The $111.9 million concert hall — named after the financial supporters of the project, Helen and Peter Bing ’55 — is expected to open on schedule and on budget, the University announced. The theme of the opening weekend’s performances is a celebration of the Bay Area.
“Bing Concert Hall is a shared facility,” said Stephen Hinton, faculty director of the Arts Initiative and the Stanford Institute for Creativity and the Arts. “It doesn’t belong exclusively to any groups on campus, but it’s also for local artists.”
Hinton said that Stanford Live and the new concert hall will help students complete the recently revised breadth requirements that include courses in aesthetic and interpretive inquiry and creative expression.
“The University is committed to integrating the arts in its curriculum as an extension of the classroom,” Hinton said. “We will link the [concert hall] schedule to other events on campus.
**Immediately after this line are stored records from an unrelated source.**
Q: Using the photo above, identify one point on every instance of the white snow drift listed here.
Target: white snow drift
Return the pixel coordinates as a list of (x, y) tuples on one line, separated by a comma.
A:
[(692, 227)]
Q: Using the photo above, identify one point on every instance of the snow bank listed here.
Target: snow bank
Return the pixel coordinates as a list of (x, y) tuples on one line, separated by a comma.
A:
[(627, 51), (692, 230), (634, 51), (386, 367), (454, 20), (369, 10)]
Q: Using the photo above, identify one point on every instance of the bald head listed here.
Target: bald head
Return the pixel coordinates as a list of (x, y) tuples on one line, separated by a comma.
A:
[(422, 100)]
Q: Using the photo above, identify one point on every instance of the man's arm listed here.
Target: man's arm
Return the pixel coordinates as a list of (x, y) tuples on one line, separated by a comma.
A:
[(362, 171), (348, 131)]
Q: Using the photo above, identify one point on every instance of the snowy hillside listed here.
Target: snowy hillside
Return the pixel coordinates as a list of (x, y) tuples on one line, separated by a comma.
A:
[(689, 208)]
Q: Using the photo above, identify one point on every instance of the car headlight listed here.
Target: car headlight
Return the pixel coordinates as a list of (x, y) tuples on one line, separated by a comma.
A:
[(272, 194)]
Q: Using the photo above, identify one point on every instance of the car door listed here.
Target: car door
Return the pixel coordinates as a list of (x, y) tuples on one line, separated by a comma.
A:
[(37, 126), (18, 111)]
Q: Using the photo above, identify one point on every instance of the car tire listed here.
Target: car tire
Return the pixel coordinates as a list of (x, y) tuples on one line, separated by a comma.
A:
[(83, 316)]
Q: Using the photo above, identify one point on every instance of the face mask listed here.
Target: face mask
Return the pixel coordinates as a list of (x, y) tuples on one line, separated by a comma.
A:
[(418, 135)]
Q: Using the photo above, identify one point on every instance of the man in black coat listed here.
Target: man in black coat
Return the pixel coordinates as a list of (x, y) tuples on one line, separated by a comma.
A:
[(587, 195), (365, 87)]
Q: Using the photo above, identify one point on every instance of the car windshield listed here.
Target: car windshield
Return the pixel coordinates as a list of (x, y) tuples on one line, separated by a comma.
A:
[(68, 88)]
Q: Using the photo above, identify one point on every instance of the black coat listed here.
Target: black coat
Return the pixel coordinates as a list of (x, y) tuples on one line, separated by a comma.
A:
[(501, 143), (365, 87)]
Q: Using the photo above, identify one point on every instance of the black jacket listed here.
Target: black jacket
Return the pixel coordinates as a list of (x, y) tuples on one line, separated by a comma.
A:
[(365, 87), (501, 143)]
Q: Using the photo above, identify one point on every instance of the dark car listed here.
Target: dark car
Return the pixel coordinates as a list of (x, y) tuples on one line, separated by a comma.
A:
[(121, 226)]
For example, I will be teaching a freshman seminar next year, and we will use the schedule as a cycle for our class.”
Another plan for integrating the arts with the rest of campus is the Beethoven Project. Various groups’ performances of all of Beethoven’s symphonies and piano concertos in the 2013 season will coincide with a symposium of international scholars called “Heroism in the Age of Beethoven.”
Hausam added that this academic intertwining is aimed to attract students who probably would not otherwise be inclined to attend a Beethoven concert.
“There is a sense of social exchange and dynamic energy within the hall,” said Jenny Bilfield, the artistic and executive director of Stanford Lively Arts. “The University campus is the performing arts center of the 21st century with its integrated and interdisciplinary approach.”
Bilfield also stressed the intimacy of the venue, with its 844-person seating capacity and unique “vineyard” shape designed by acoustician Yasuhisa Toyota of Nagata Acoustics, who was also in charge of the acoustics at the Disney Concert Hall in Los Angeles and the New World Symphony in Miami. Bilfield noted that not just the stage itself — which is sunken in the center of the hall — but also practice rooms, a recording studio and an underground rehearsal hall were designed with minimal right angles for the ideal acoustic experience.
Ennead Architects, which was contracted for the 1999 expansion of the Cantor Arts Center, led the overall design of the concert hall.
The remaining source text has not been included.